Lord-Patzer, Pepic-Traumtor und Malone-Rot: Dotchevs Ulm schießt Aue ab
Aue - Die Rückkehrer Pavel Dotchev und Mirnes Pepic schocken mit ihrem SSV Ulm den FC Erzgebirge Aue! Die Hausherren erlebten einen komplett gebrauchten Samstagnachmittag mit folgenschwerem Torwartfehler, inakzeptabler Roter Karte und einem Traumtor von Pepic, was vor 6838 Zuschauern in einem enttäuschenden 0:3 (0:0) mündete.
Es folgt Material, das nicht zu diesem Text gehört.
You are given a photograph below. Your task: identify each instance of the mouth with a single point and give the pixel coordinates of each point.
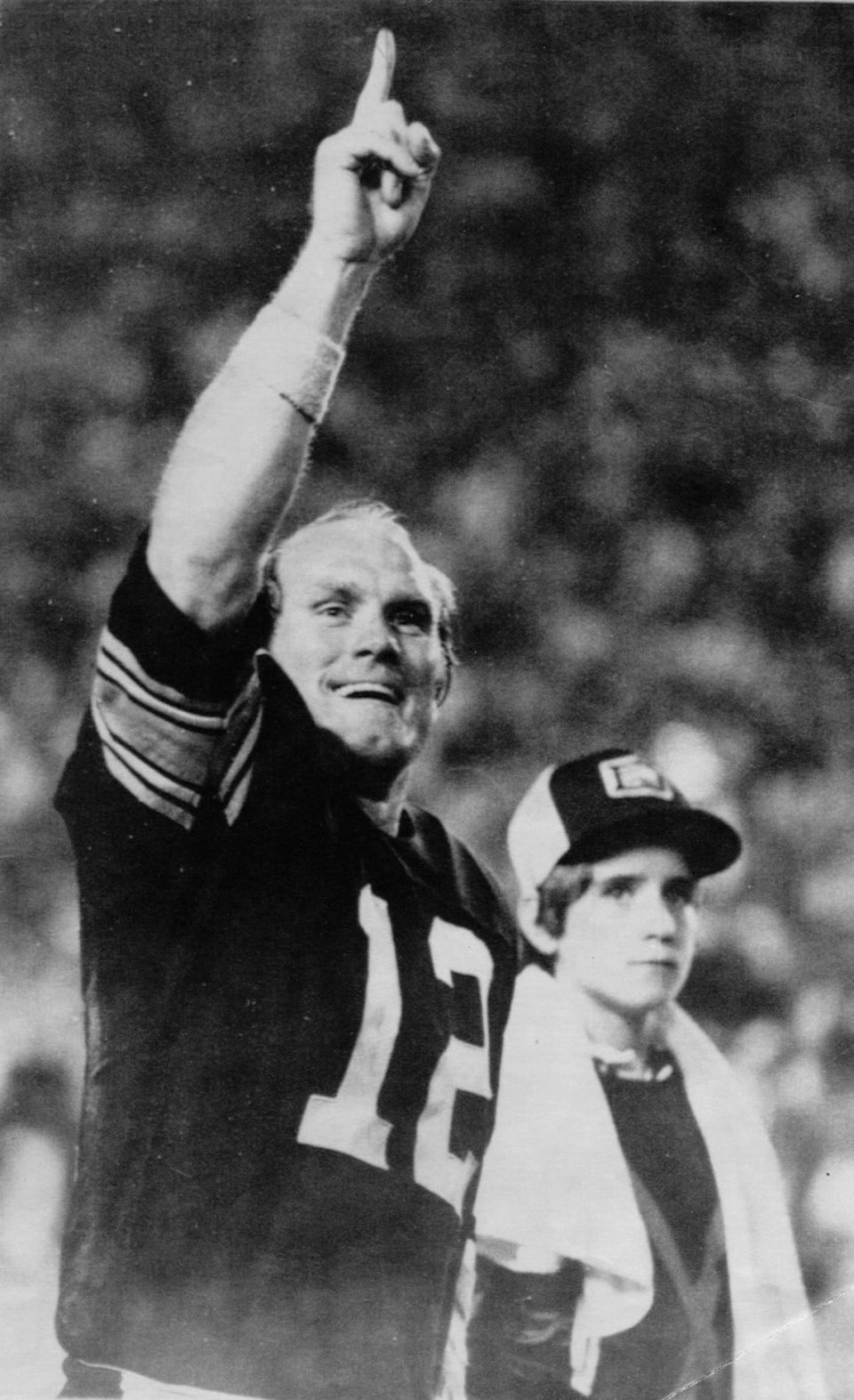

Der Ausgang war nach der ersten Halbzeit so nicht zu erwarten, denn da machten die Veilchen das Spiel. Eric Uhlmann schickte Günther-Schmidt (7.) in die Tiefe und der schien davon zu profitieren, dass der herausgeeilte Ulmer Keeper Max Schmitt nicht entscheidend klären konnte. Günther-Schmidt wollte nachsetzen, da kam Marcel Seegert von der Seite angesprungen, grätschte zuerst gegen den Ball, traf dann aber auch voll seinen Gegenspieler - mit gravierenden Folgen.
Nach zwölf Minuten war Schicht im Schacht für Günther-Schmidt und Jens Härtel wie in Rostock zu einem frühen verletzungsbedingten Wechsel gezwungen.
Der war kaum vollzogen, da bot sich Marcel Bär (13.) die Gelegenheit, aber wieder tackelte Seegert das Leder in höchster Not weg. Die Spatzen spielten sehr verhalten und abwartend. Aue machte das Spiel, gewann deutlich mehr Zweikämpfe und hatte mehr Ballbesitz. Woran es haperte, war der letzte Pass, der zu ungenau kam oder aber der Laufweg dazu stimmte nicht.
Wenn von den Gästen mal was zu sehen war, dann nach schneller Überbrückung des Mittelfeldes. So hatte Niklas Kölle (34.) die Führung auf dem Fuß und drosch das Leder links über das Dreiangel.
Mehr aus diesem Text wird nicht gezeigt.